On Fri, 04.09.09 07:52, pl bossart (bossart.nospam@gmail.com) wrote:
I am looking for a way to find out whether the clocks of two snd_pcm_t's are perfectly in sync and don't deviate (or only deviate by a constant phase).
short answer:no You would need hardware that would count the bit clock transitions and provide the delta. Few devices provide this in the consumer space, and when they do they actually perform an asynchronous sample-rate conversion on the fly (cf. Freescale DSP563xx). Analog Devices also provides dedicated sample-rate converters that perform this comparison and resampling; they are typically used when multiple masters are present. All this nice hardware wouldn't work anyway for USB where audio is transmitted in packets every ms; it's hard to guess what the real audio speed is.

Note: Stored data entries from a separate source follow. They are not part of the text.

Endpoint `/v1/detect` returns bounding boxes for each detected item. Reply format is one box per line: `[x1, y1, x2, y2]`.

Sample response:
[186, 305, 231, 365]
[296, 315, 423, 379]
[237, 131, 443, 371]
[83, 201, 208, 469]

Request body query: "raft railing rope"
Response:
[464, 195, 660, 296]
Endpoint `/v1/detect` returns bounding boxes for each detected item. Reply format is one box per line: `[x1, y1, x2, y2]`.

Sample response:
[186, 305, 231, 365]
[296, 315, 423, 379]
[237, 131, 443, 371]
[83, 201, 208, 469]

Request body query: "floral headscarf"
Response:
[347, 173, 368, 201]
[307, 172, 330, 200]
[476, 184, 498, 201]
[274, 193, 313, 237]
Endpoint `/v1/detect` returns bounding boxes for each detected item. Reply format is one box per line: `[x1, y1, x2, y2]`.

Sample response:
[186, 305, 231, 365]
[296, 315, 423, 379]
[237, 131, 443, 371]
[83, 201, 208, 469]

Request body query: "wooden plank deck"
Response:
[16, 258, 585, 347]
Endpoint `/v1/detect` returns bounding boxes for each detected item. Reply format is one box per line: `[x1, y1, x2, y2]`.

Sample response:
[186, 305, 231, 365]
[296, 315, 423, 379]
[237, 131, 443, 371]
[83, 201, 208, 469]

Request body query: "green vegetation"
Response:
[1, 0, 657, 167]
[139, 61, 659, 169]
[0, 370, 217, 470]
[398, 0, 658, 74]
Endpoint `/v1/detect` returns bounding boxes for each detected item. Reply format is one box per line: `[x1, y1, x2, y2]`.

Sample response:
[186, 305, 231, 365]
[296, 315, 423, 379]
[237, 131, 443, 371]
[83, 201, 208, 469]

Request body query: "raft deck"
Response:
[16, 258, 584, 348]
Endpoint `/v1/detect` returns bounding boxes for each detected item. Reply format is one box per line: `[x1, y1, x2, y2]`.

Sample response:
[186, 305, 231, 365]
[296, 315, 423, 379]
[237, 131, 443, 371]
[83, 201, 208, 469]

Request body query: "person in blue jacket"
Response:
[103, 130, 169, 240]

But that should already be good enough for my purposes. I mostly care that over a longer period of time the deviation between input and output (or two outputs) is bounded. That means, if there is a fixed time deviation between recording and playback and I know only that it is fixed but don't know exactly what it is I am already a happier man.
That's the reason why I introduced the resampling enable/disable in the PA module-loopback code, only the user/system designer will know if you have one master or more, and whether you should enable variable-rate interpolation.
but why shouldn't this information be queriable from the drivers? Drivers do know a lot about the hardware they drive, so they should now about clocks, too.